Plant & Animal Genomes XI Conference Plant & Animal Genomes XI ConferenceJanuary 11-15, 2003
Town & Country Convention Center
San Diego, CA
Poster: Genome Sequencing & ESTs
Large sections of eukaryotic, microbial, and viral genomes are refractory to cloning with conventional host-vector systems. Most plasmid vectors induce transcription and translation of inserted fragments, leading to instability of certain classes of DNA sequences or gene products. This apparently unclonable DNA results in sequence "stacking", clone gaps, or a complete inability to create genomic libraries, especially from AT-rich DNA. The pSMART series of transcription free cloning vectors were therefore developed to generate random shotgun libraries from difficult-to-clone DNAs (www.lucigen.com). For example, telomeric repeats and other AT-rich fragments from Pneumocystis carinii were 100% stable in pSMART but were very unstable in pUC19. Likewise, using pSMART rather than pUC19 to clone the AT-rich genome of Lactobacillus helvecticus was 25-fold more efficient and significantly less biased.
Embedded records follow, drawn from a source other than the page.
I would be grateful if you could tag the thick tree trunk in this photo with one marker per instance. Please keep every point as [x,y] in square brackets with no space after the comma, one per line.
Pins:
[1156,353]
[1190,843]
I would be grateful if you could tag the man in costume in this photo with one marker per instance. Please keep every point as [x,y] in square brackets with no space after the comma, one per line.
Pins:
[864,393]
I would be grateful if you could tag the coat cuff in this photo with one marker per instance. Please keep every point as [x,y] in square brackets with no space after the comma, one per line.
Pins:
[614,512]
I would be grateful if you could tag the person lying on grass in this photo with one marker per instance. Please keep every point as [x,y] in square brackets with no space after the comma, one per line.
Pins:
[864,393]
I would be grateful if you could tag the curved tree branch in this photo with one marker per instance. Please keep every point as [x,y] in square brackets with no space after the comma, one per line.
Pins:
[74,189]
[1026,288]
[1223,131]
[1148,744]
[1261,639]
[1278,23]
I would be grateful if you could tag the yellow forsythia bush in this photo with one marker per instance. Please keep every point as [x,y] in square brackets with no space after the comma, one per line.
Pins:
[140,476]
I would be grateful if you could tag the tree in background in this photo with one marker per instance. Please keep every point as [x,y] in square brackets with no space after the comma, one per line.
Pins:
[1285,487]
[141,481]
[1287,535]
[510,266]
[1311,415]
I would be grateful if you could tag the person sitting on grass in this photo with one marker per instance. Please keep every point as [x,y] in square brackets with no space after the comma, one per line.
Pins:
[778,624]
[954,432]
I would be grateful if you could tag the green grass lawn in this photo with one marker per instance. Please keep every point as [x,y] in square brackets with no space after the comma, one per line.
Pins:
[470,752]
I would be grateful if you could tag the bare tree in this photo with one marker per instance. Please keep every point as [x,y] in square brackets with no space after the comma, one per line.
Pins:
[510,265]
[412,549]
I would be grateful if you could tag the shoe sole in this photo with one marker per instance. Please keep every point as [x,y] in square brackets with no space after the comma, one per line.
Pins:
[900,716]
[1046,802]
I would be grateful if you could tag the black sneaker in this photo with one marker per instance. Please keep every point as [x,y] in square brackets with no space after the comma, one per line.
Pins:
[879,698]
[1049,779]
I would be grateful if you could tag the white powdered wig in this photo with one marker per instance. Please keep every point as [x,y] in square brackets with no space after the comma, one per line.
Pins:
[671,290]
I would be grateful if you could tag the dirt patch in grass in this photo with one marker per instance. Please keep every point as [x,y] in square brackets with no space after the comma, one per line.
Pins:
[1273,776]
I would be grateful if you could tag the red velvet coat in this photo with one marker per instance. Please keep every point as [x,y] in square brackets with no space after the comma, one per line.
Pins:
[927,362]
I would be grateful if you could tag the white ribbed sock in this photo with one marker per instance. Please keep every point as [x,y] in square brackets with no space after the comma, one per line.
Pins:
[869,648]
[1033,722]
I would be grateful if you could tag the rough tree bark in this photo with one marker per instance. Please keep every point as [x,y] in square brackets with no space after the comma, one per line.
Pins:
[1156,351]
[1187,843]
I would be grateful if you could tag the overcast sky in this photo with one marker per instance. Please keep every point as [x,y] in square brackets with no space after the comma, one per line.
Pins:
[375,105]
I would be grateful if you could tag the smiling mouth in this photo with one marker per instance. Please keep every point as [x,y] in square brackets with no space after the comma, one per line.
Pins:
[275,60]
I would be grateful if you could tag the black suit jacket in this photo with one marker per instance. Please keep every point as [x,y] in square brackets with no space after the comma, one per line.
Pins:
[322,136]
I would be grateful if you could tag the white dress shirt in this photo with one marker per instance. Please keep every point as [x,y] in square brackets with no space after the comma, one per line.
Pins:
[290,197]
Toxic regions of the mouse hepatitis virus genome were readily cloned and stable in pSMART, but they were deleted, rearranged, and slow-growing in TOPO and pGEM vectors. A low background of empty pSMART vector (less than 1%) eliminated the need to screen for recombinants and facilitated cloning nanogram quantities of DNA. These and other features are currently being integrated into a high-stability, low-bias BAC vector. Finally, a new system for multiplex cloning was developed to allow two independent DNA fragments to be cloned simultaneously into separate sites of a transcription free vector.